Why is it undefined if multiple threads join a thread?

2
votes

If I have multiple threads and I would like to wait for a thread to finish, why is this undefined according to the pthread_join() function?

For example, the code below shows thread 1 and 2 wait for thread 0:

void* thread1(void* t1){
..
pthread_join(pthread_t thread0, void **retval1);
return NULL
}

void* thread2(void* t2){
..
pthread_join(pthread_t thread0, void **retval2);
return NULL
}

Why would this behaviour be undefined or in other words not possible?

3
clinuxmultithreadingpthreads
I think this example needs code, because you seem to have a misconception here. The joining of two threads is not a symmetric operation. I.e. it is fine if thread A1 joins B, and then thread A2 joins B. That means B waits for A1 to finish,and then waits for A2 to finish. What won't work is having B1 and B2 both wait for thread A to finish. - MSalters
The latter case is the is what I am referring to. I will include code to illustrate this. - duper21
BTW, note that POSIX also makes it impossible for thread B to wait on A1 and A2 or A1 or A2. You have to wait on A1 and then wait on A2, which is a bit of a hassle if you don't know up from which one will finish first. In comparison, Windows has WaitForMultipleObjects. This is far more flexible. - MSalters
@MSalters I am aware that threads can only wait on one thread in linux but what I don't understand is why multiple threads cannot wait on one thread to finish. What is stopping them from doing so? - duper21
Are you asking why you can't call pthread_join twice, or are you asking for a way to accomplish what you are trying to do? - pat

3 Answers

3
votes

The pthread_t object will generally point to some allocated data pertaining to the thread. Among this data will generally be the return value of the thread. pthread_join will read the return value and free the thread data.
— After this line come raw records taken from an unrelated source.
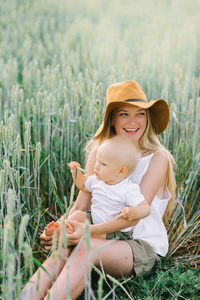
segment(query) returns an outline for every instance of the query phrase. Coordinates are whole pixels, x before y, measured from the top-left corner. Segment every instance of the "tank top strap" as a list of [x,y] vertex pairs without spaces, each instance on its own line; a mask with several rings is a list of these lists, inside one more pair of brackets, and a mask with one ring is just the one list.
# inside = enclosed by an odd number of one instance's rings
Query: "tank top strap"
[[137,184],[140,184],[143,176],[145,175],[148,167],[149,167],[149,163],[152,159],[152,157],[154,156],[155,153],[162,151],[162,150],[157,150],[149,155],[143,156],[140,158],[135,170],[133,171],[133,173],[131,173],[129,175],[129,179]]

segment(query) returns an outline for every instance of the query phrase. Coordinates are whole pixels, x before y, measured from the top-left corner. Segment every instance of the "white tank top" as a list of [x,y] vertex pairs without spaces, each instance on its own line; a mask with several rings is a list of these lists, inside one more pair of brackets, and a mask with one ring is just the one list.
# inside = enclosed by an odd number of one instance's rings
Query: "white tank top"
[[[132,182],[140,185],[140,182],[148,169],[151,158],[155,153],[156,152],[140,158],[136,169],[129,176]],[[162,217],[170,198],[171,194],[166,185],[163,199],[155,196],[151,203],[151,214],[148,217],[141,219],[138,224],[133,227],[133,238],[147,242],[155,252],[161,256],[165,256],[168,252],[167,231],[162,221]]]

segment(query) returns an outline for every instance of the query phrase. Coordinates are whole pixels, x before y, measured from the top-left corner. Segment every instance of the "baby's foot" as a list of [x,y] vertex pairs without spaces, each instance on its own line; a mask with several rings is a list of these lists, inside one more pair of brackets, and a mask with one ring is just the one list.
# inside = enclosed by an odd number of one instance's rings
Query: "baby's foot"
[[74,232],[74,228],[71,224],[69,224],[67,221],[65,222],[66,230],[68,234],[71,234]]
[[59,222],[50,222],[45,227],[45,234],[46,235],[53,235],[54,231],[58,234],[60,232],[60,223]]

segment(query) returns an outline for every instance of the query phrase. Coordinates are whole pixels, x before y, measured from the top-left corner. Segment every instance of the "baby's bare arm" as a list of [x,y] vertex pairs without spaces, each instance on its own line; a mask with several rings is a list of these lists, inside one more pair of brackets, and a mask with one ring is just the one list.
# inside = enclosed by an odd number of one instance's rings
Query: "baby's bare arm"
[[88,192],[88,190],[85,188],[85,185],[84,185],[84,183],[87,179],[87,176],[82,174],[81,171],[77,169],[77,168],[80,168],[80,164],[77,163],[76,161],[72,161],[68,165],[70,167],[73,179],[75,179],[75,176],[76,176],[75,184],[76,184],[77,188],[79,190],[81,190],[82,192]]
[[116,217],[117,220],[124,219],[126,221],[140,220],[150,215],[151,209],[147,201],[142,201],[136,207],[125,207],[121,214]]

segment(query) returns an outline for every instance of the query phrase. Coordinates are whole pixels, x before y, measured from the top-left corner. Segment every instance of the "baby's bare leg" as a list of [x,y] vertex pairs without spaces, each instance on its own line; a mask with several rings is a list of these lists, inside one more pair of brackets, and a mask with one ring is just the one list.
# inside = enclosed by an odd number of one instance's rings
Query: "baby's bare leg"
[[72,221],[77,221],[79,223],[85,223],[86,218],[87,215],[84,211],[76,210],[71,215],[69,215],[67,219]]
If you pthread_join the same pthread id twice, you kind of have a case of a double-free. The pointed to data might be invalid on the second join, but it also could have been reused in an unpredictable fashion by another thread.

The results are difficult/impossible to reason about. Hence the UB.

1
votes

Basically, the retval of thread0 is stored until one thread calls pthread_join. After that, the retval is no longer available.
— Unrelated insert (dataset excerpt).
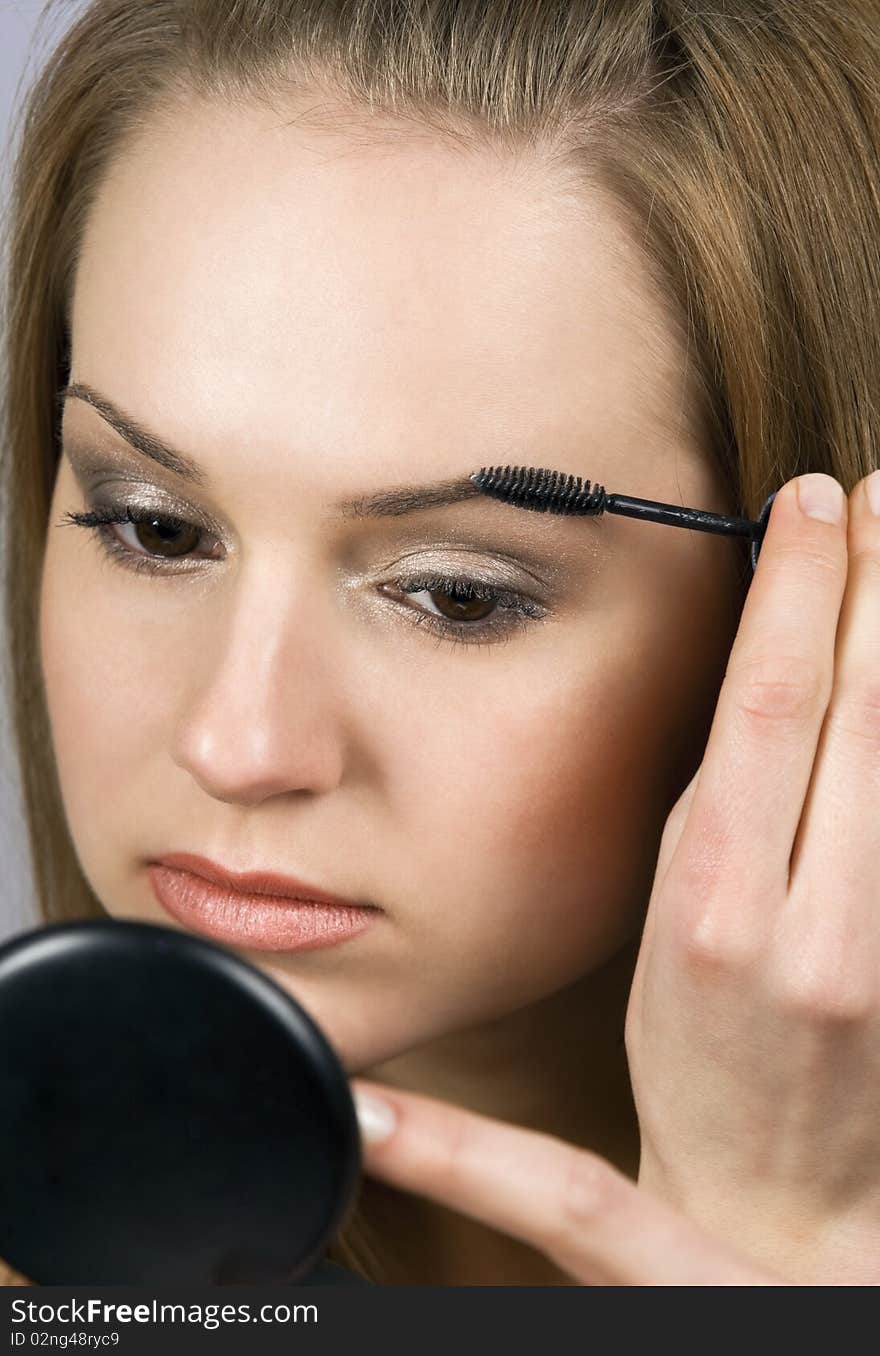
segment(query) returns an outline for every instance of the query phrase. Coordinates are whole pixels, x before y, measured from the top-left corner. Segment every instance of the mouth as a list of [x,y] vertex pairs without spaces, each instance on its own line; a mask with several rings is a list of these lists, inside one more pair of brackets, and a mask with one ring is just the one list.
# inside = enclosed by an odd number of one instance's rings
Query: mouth
[[275,899],[298,899],[311,904],[332,904],[337,908],[371,908],[364,899],[346,899],[342,895],[330,894],[317,885],[298,880],[295,876],[282,876],[277,871],[230,871],[208,857],[200,857],[194,852],[167,852],[157,857],[160,866],[170,866],[192,875],[201,876],[214,885],[223,885],[227,890],[235,890],[241,895],[271,895]]
[[153,893],[177,922],[260,951],[311,951],[357,936],[382,910],[272,871],[229,871],[195,853],[147,864]]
C++ has std::shared_future which explicitly is designed so multiple threads can wait for a single result, which shows your idea isn't strange.

1
votes

pthread_join is a resource-identifier-freeing operation, like close on file descriptors, free on allocated memory, unlink on filenames, etc. All such operations are inherently subject to "double-free"/"use-after-free" bugs if the identifier (here, the particular pattern of bits making up the pthread_t value) can be used again in the future. As such, the behavior has to be either completely undefined or subject to conditions that make it a serious programming error, to the point where it might as well be undefined.

Note that in your mental model you might be thinking of both pthread_join calls "starting before the thread exits", and thereby taking place during the time when the pthread_t identifier is still valid. However formally there is no ordering between them, nor can there be. There is no observable distinction between the state of "already blocked in pthread_join" and "just about to call pthread_join".